Why Financial Systems All Over the World is Under Scanner Today

  • 17-Mar-2023
  • 2 mins read

Global equity markets are now on the edge of completing the first quarter of the current calendar year, 2023. Investors and traders have already witnessed a heavy roller coaster ride from both the domestic and global front, where issues like the Hindenburg Report on Adani followed by the Union Budget and the ongoing issue of SVB default and the Credit Suisse saga. The traders on the bullish side have burnt their hands in the current down move, while on the flip side, the investors have also taken a hard hit on their long-term portfolios.

The Silicon Valley Bank was the 16th largest bank and the second largest to witness a collapse in the United States. In the last ten days, three major banks have already collapsed in the US, which spooked Investor sentiments all over the globe. On the other hand, Credit Suisse, a leading investment banking company, came under the investor’s radar after its largest shareholder Saudi National Bank said it could not raise its stake in the company citing regulatory issues. The aforementioned investor became the biggest shareholder in Credit Suisse after it acquired a 9.9% stake for 1.4 billion francs.

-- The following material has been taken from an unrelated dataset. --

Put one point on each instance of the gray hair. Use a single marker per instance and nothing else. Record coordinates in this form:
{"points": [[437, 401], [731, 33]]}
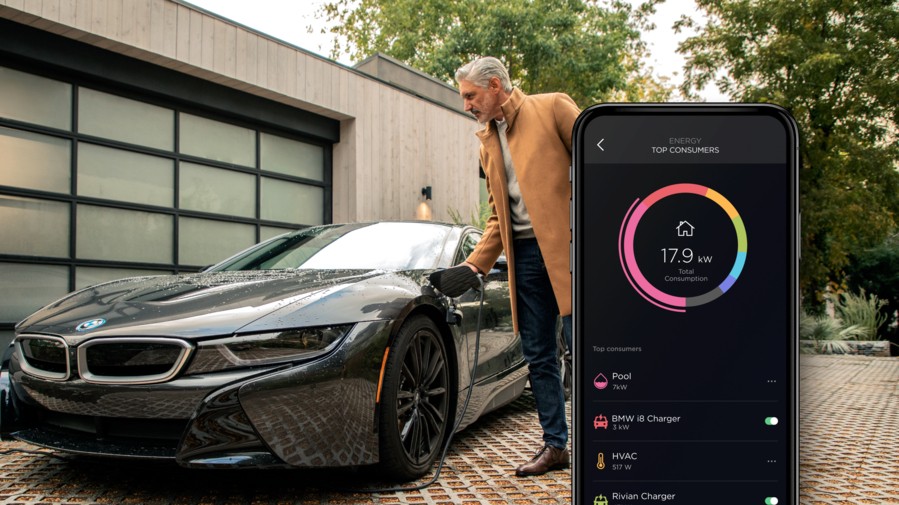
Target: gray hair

The global markets are on a very nervous footing after these recent events, and with continuous rise in the interest rates by Federal Reserve in the US has put the major lenders all over the globe at risk. If the rate hike cycle continues, then there are chances that a few more mid-size banks may also come up with their internal issues in the public domain. The global economy is already in deep crisis thanks to the ongoing surge in inflation due to Russia-Ukraine War which has lasted for more than a year now, while on the other hand, the growth has also been on a weaker trend.

Below are the factors that cause the rise in crisis of the financial sector all over the world:

  • Continuous interest rate hike by Federal Reserve
  • High inflation due to Russia- Ukraine war
  • Higher bond yields due to high-interest rate cycle
  • Low investor confidence due to rising global concerns
  • Chinese economic concerns

Global rise in Geo-Political tensions

The global central banks now have the key to controlling the ongoing crisis. They have to choose whether to curtail the inflation worries or leave the banking system to revive on their own. Continuous liquidity tightening from the banks has created a kind of panic in the banking system with rising interest rates and no takers of finance on the other side.

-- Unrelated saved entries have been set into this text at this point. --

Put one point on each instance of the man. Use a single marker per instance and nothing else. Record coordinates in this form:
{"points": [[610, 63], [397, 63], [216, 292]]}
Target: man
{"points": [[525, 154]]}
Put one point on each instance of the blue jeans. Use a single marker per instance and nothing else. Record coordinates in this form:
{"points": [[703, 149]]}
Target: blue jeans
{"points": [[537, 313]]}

In the coming days, we expect the financial system worldwide will face stiff challenges with respect to credit growth and the rebound in businesses. All eyes of the financial entities will be on the central banks all over the globe whether they stop the rate hike cycle and focus on growth again. Global financial entities will keenly track the outcome of the ongoing Russia-Ukraine War.

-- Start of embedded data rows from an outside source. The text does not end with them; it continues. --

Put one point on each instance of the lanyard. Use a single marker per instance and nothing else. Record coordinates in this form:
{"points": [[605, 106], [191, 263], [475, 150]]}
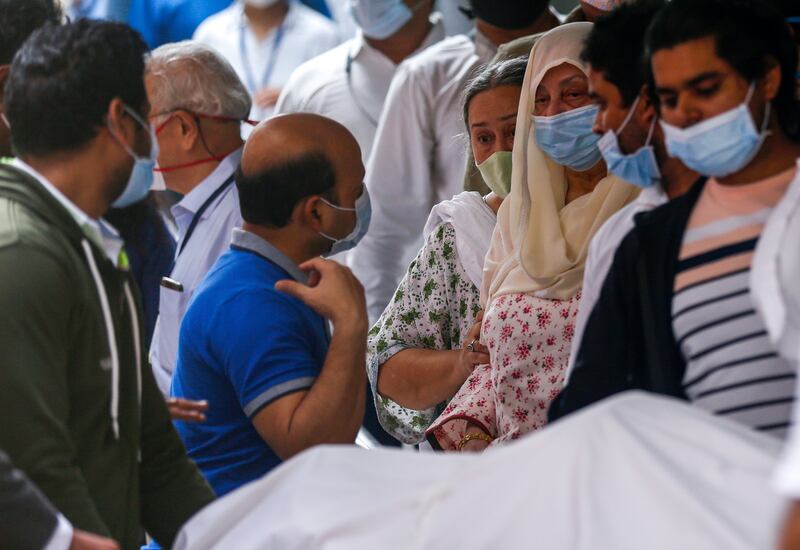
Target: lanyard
{"points": [[348, 69], [273, 58], [200, 211]]}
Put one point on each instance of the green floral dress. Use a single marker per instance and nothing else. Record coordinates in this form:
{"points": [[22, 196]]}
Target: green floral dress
{"points": [[434, 308]]}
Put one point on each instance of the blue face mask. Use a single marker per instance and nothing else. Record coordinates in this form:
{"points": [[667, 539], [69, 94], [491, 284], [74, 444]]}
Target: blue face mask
{"points": [[141, 178], [380, 19], [721, 145], [639, 168], [567, 138], [363, 210]]}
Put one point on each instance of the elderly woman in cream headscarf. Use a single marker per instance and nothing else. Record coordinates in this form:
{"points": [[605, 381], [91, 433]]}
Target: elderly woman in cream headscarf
{"points": [[561, 195]]}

For the equity markets, below are a few things to be kept on the radar:

  • Federal Reserve move and commentary in the upcoming 22nd March 2023 meeting
  • Global Bankers take on the financial system crisis
  • Inflation numbers all over the globe
  • Chinese and other emerging economic data

Overall, equity markets are expected to remain cautious in the near term, while the long-term story seems to be brighter once the rate hike cycle ends in the second half of the current calendar year. The best investment is made during bad times, and the same is applied in the current scenario. Long-term investors may look to add on good quality stocks in current volatility where the stocks have also witnessed deep cuts, while short-term traders may keep their positions lightened or at least keep a hedge for it to avoid any major financial accidents in the coming days.